Essa refilmagem se inicia de forma
promissora em 2007 (curiosamente o mesmo ano da estreia de Quarteto Fantástico e o Surfista Prateado), com os pequenos Reed
Richards e Ben Grimm iniciando uma amizade após Reed ser pego invadido o
quintal dos Grimm para pegar peças necessárias para montar sua nova invenção
(ele havia desistido do carro voador). Essa primeira parte, com ecos de Star
Trek e Super 8, ambos de J. J. Abrams, logo é abandonada, sete anos se passam e
o espectador se depara novamente com os dois amigos (vividos por Miles Teller e
Jamie Bell), dessa vez em uma feira de ciências apresentando uma versão
melhorada do mesmo invento, que parece um revolucionário, apesar de pequeno,
aparelho de teletransporte.
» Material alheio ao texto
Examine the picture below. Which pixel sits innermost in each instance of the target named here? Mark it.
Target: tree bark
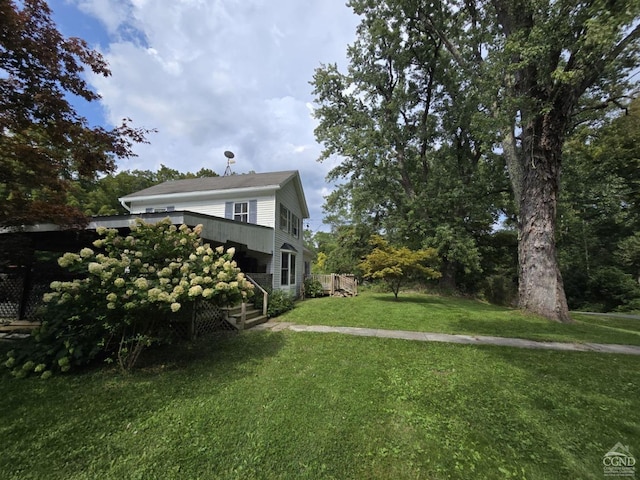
(541, 289)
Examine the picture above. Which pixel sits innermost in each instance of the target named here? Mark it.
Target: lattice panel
(208, 319)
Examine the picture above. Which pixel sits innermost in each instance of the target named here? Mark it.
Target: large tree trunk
(541, 289)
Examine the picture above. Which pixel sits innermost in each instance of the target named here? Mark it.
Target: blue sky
(215, 75)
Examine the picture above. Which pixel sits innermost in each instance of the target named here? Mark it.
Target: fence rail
(333, 282)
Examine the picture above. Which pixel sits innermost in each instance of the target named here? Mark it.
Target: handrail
(265, 295)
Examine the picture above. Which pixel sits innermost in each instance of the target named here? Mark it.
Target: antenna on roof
(230, 162)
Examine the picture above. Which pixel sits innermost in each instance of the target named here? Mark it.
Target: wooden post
(243, 314)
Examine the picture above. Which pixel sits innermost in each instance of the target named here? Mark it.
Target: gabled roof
(217, 186)
(203, 184)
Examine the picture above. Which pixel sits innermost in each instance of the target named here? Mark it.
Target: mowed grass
(431, 313)
(283, 405)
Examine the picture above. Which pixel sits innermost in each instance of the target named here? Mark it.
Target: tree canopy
(397, 265)
(44, 142)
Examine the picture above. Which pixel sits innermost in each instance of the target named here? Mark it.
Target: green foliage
(395, 265)
(279, 302)
(312, 288)
(599, 219)
(129, 289)
(44, 142)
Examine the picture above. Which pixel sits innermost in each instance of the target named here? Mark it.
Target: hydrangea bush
(128, 290)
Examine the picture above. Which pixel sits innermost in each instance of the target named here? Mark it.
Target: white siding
(268, 215)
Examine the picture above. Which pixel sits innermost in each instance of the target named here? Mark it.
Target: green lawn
(430, 313)
(283, 405)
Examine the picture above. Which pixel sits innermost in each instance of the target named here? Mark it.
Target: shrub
(130, 290)
(279, 302)
(312, 288)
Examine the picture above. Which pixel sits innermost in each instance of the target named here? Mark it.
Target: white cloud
(215, 75)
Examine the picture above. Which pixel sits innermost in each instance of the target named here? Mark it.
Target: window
(289, 222)
(241, 212)
(246, 211)
(288, 269)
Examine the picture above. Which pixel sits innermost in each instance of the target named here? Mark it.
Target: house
(260, 214)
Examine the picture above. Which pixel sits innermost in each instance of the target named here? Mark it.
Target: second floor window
(289, 222)
(241, 212)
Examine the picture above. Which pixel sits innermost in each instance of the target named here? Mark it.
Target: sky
(215, 75)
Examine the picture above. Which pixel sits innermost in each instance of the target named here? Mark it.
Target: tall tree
(530, 66)
(599, 213)
(44, 142)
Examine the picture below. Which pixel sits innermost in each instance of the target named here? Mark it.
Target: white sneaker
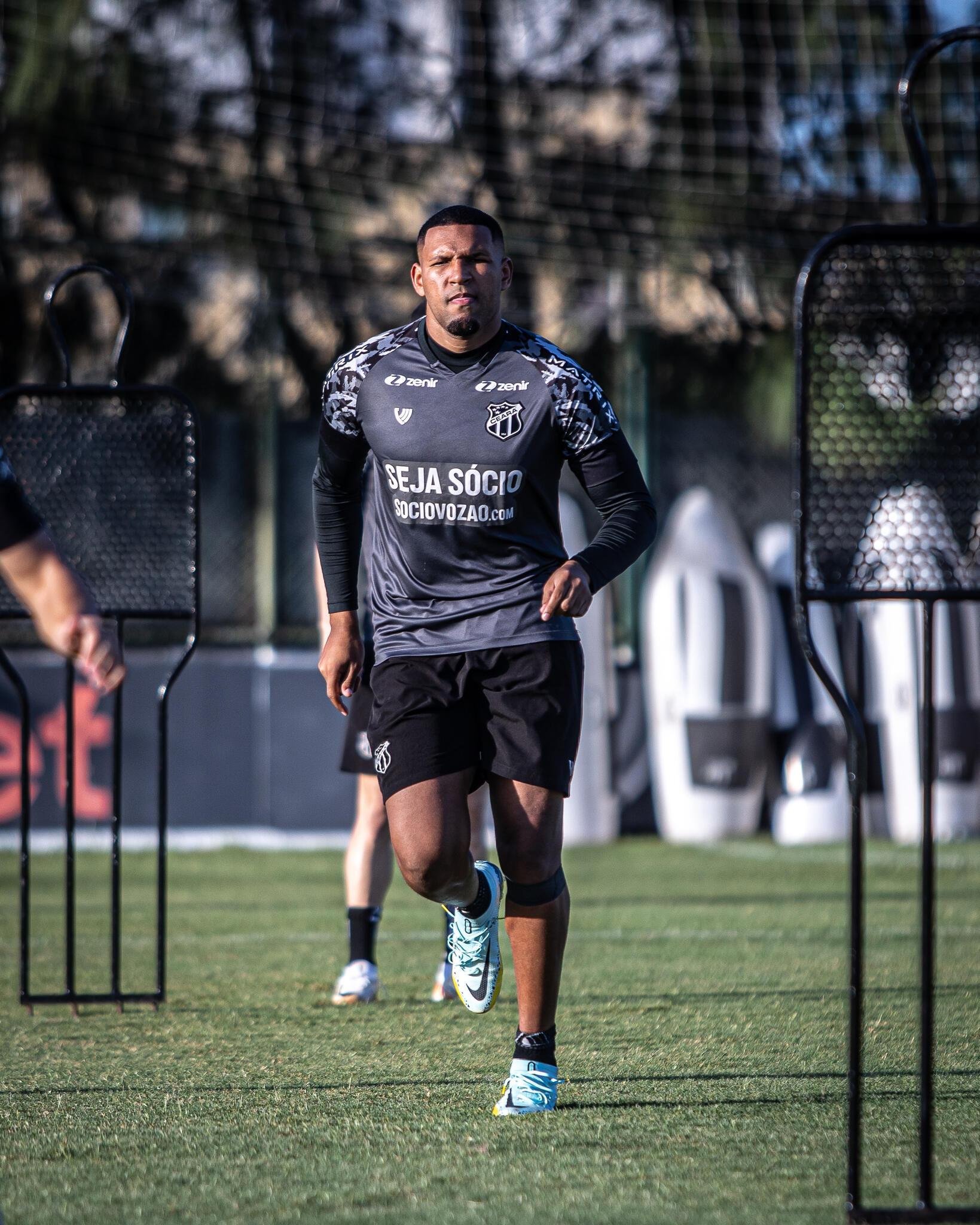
(474, 949)
(530, 1089)
(442, 988)
(358, 984)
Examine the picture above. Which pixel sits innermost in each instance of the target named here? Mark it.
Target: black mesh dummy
(112, 471)
(890, 426)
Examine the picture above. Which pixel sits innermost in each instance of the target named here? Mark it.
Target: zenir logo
(489, 385)
(404, 381)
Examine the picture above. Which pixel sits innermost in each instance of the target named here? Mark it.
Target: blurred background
(258, 173)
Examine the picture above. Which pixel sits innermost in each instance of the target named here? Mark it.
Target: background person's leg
(368, 870)
(529, 836)
(368, 863)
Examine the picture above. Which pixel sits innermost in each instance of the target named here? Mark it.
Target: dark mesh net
(113, 474)
(891, 426)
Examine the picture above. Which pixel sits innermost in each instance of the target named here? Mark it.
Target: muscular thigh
(529, 826)
(423, 726)
(431, 820)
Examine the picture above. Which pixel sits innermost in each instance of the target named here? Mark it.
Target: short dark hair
(461, 215)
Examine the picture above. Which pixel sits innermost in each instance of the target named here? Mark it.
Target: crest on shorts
(383, 758)
(504, 420)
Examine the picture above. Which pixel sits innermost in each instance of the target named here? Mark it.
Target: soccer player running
(468, 420)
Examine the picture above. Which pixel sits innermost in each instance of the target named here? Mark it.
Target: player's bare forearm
(567, 592)
(342, 658)
(63, 609)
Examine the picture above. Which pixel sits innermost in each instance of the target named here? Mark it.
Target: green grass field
(702, 1035)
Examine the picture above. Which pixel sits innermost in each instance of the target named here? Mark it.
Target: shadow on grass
(755, 992)
(761, 900)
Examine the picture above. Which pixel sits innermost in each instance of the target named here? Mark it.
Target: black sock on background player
(362, 931)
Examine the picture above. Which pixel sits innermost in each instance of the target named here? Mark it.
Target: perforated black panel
(890, 415)
(114, 476)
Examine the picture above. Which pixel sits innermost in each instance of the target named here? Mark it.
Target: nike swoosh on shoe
(480, 995)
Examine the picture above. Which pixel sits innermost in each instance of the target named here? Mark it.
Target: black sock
(362, 929)
(481, 902)
(450, 912)
(539, 1047)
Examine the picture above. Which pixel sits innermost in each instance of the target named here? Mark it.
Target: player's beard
(463, 327)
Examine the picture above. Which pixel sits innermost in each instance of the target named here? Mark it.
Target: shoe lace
(468, 947)
(536, 1086)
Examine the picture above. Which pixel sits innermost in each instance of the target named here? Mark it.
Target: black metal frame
(930, 230)
(114, 995)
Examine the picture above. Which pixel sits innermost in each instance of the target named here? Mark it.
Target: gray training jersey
(465, 501)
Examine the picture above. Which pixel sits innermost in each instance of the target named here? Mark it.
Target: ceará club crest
(504, 420)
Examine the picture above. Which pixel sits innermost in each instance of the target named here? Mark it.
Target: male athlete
(468, 420)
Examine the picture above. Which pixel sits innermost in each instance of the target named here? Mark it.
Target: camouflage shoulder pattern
(346, 376)
(584, 413)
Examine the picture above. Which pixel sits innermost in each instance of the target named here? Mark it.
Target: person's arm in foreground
(62, 608)
(338, 526)
(612, 478)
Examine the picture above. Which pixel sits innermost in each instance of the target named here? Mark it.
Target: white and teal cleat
(530, 1089)
(358, 984)
(474, 949)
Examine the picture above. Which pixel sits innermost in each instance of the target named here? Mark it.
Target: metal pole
(856, 999)
(70, 834)
(162, 843)
(16, 680)
(163, 699)
(926, 983)
(117, 827)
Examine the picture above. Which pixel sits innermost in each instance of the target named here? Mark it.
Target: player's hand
(342, 658)
(93, 647)
(566, 593)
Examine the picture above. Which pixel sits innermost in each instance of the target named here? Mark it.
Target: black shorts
(509, 711)
(356, 756)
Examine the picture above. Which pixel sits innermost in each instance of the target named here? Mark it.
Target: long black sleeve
(338, 520)
(614, 483)
(17, 517)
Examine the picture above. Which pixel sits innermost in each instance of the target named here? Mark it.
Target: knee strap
(537, 895)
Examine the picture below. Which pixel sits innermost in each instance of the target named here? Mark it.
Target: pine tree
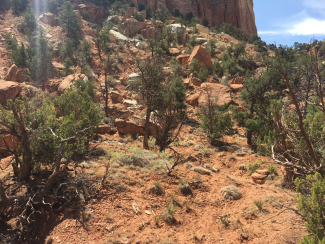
(69, 20)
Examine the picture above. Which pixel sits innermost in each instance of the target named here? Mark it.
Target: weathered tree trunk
(146, 129)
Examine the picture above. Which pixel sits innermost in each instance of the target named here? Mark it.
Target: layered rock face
(239, 13)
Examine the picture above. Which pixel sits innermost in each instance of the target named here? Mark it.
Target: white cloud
(301, 24)
(316, 4)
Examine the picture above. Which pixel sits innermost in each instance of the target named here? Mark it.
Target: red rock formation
(239, 13)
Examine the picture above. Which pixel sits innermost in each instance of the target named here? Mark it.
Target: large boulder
(202, 55)
(132, 27)
(113, 19)
(8, 90)
(128, 127)
(117, 36)
(49, 19)
(96, 14)
(193, 99)
(220, 94)
(183, 58)
(202, 29)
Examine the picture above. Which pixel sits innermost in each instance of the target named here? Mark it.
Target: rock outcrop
(239, 13)
(96, 14)
(8, 90)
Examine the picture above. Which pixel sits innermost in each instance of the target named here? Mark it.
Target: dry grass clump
(168, 214)
(156, 188)
(202, 171)
(213, 169)
(231, 193)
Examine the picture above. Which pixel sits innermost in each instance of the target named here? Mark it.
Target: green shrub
(253, 167)
(311, 205)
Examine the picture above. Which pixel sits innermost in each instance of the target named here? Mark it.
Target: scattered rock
(219, 93)
(8, 90)
(202, 171)
(236, 87)
(116, 36)
(259, 178)
(202, 55)
(193, 99)
(231, 193)
(213, 169)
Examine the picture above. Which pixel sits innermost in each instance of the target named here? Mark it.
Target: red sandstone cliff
(239, 13)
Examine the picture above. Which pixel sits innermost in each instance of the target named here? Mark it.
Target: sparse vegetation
(231, 193)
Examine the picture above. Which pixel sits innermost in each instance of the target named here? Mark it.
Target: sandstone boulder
(259, 178)
(131, 10)
(202, 29)
(220, 94)
(173, 52)
(118, 110)
(126, 17)
(183, 58)
(116, 36)
(236, 87)
(104, 129)
(193, 99)
(49, 19)
(8, 90)
(113, 19)
(132, 27)
(128, 127)
(116, 97)
(96, 14)
(202, 55)
(237, 80)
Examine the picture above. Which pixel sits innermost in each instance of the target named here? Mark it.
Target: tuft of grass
(202, 171)
(128, 137)
(109, 216)
(272, 169)
(259, 204)
(225, 220)
(157, 219)
(253, 167)
(232, 158)
(157, 183)
(187, 205)
(182, 182)
(168, 215)
(231, 193)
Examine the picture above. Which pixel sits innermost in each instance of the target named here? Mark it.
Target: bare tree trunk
(146, 129)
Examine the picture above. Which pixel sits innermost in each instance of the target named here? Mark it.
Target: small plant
(156, 188)
(168, 215)
(109, 216)
(128, 137)
(272, 169)
(202, 171)
(151, 142)
(259, 204)
(231, 193)
(182, 182)
(206, 153)
(253, 167)
(232, 158)
(157, 219)
(225, 220)
(187, 205)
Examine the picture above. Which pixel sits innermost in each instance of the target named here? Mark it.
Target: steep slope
(239, 13)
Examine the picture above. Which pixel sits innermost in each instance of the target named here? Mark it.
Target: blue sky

O dispositivo não funciona muito bem, mas é o suficiente
para chamar a atenção do Dr. Franklin Storm (Reg E. Cathey), que oferece uma bolsa de estudos
para Richards e o leva para trabalhar em um laboratório gigantesco, onde o
jovem tem a chance de construir sua invenção em uma escala maior, ao lado dos
filhos do Dr. Storm, Sue (Kate Mara) e Johnny (Michael B. Jordan) e de Victor
Von Doom (Toby Kebbell).
Mais do que teletransporte, a máquina
oferece à humanidade a chance de chegar à Zona Negativa (criada nas HQs em 1966
e chamada aqui de Planeta Zero), um universo alternativo composto por anti-matéria.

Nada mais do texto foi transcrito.